After several elective religion courses with a Princeton Professor in college, I studied the similarities and differences between major faiths of the world and how it could then translate into my own life and my faith. With a focus on in class discussions exploring faith, I noticed that many had the same questions as I did, but with no solid answer. We can say that things happen for a reason, to keep the world in order, or that God takes those suffering into a new Heaven of peace and no pain, but again, we don't have the answers. The "why God?" would still be unanswered. 

But here's where I cling on to some sense of balance. We can question the bad, evil and desperation, as long as we remain grateful for the good, joyful and wonderful. With every death, there is a new life being welcomed into the world, families expanding by birth or marriage. Job promotions, new friendships, great meals, even the blessing to wake up in the morning and choose what we do that day, all gifts. In a recent sermon at the church I've been worshiping at in my community, the topic of gratitude came up, how we should express gratitude for every moment, every blessing that we had during the day. Even if there is a day where things haven't gone the way we'd like, or even completely opposite, we need to be grateful we awoke that morning. In times of struggle, we need to find the gratitude for each breath we take to continue the fight, even if the breath is staggered. 

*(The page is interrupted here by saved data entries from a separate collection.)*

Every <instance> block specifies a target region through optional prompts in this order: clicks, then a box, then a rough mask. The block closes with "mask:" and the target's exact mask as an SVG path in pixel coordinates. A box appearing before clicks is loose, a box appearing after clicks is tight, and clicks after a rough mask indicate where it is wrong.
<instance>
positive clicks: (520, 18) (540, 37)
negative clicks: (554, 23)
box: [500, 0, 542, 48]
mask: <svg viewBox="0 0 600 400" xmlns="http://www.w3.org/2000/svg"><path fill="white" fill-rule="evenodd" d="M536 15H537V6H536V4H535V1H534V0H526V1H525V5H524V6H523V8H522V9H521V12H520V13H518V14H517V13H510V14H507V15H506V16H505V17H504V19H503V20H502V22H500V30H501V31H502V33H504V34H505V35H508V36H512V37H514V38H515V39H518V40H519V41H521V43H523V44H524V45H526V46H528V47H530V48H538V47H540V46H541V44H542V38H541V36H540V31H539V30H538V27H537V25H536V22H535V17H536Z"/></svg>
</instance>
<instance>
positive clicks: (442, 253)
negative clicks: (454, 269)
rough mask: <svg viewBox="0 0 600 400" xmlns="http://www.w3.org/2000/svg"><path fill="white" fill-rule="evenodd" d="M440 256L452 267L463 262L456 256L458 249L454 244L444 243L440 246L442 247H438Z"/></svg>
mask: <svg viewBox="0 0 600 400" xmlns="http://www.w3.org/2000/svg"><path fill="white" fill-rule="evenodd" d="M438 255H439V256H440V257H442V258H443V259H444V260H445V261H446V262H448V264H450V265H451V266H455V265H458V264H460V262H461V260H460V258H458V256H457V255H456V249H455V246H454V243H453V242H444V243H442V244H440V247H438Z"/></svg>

I find most of my blogs focus around finding the happy within the life I've been given. It sounds like a lot of bull when I hear it now. It's a helluvah lot easier said than done but I promise I'm not a cliche. It's been a journey just to get this far but I've learned that it all depends on how I choose to approach it. I find myself questioning God less and more thanking him for what I do have. I don't have the answers. I don't know why bad things happen to good people or why there is evil in world. I can't solve these issues. I can however, look to him with the questions I can't answer and know that one day, things get just a bit easier. With close family, friends and others around, burdens seem easier to carry and life gets that much lighter. We can't prevent the inevitable, I don't even believe God has total control over everything we do, but if we focus on being the best individuals we can be, those struggles become manageable. I will continue to ask "Are you there, God? It's me, Marge" because sometimes we just need to know there is someone who will listen and love us unconditionally to our truest self. Try it sometime, you may be surprised with what answers you'll find within.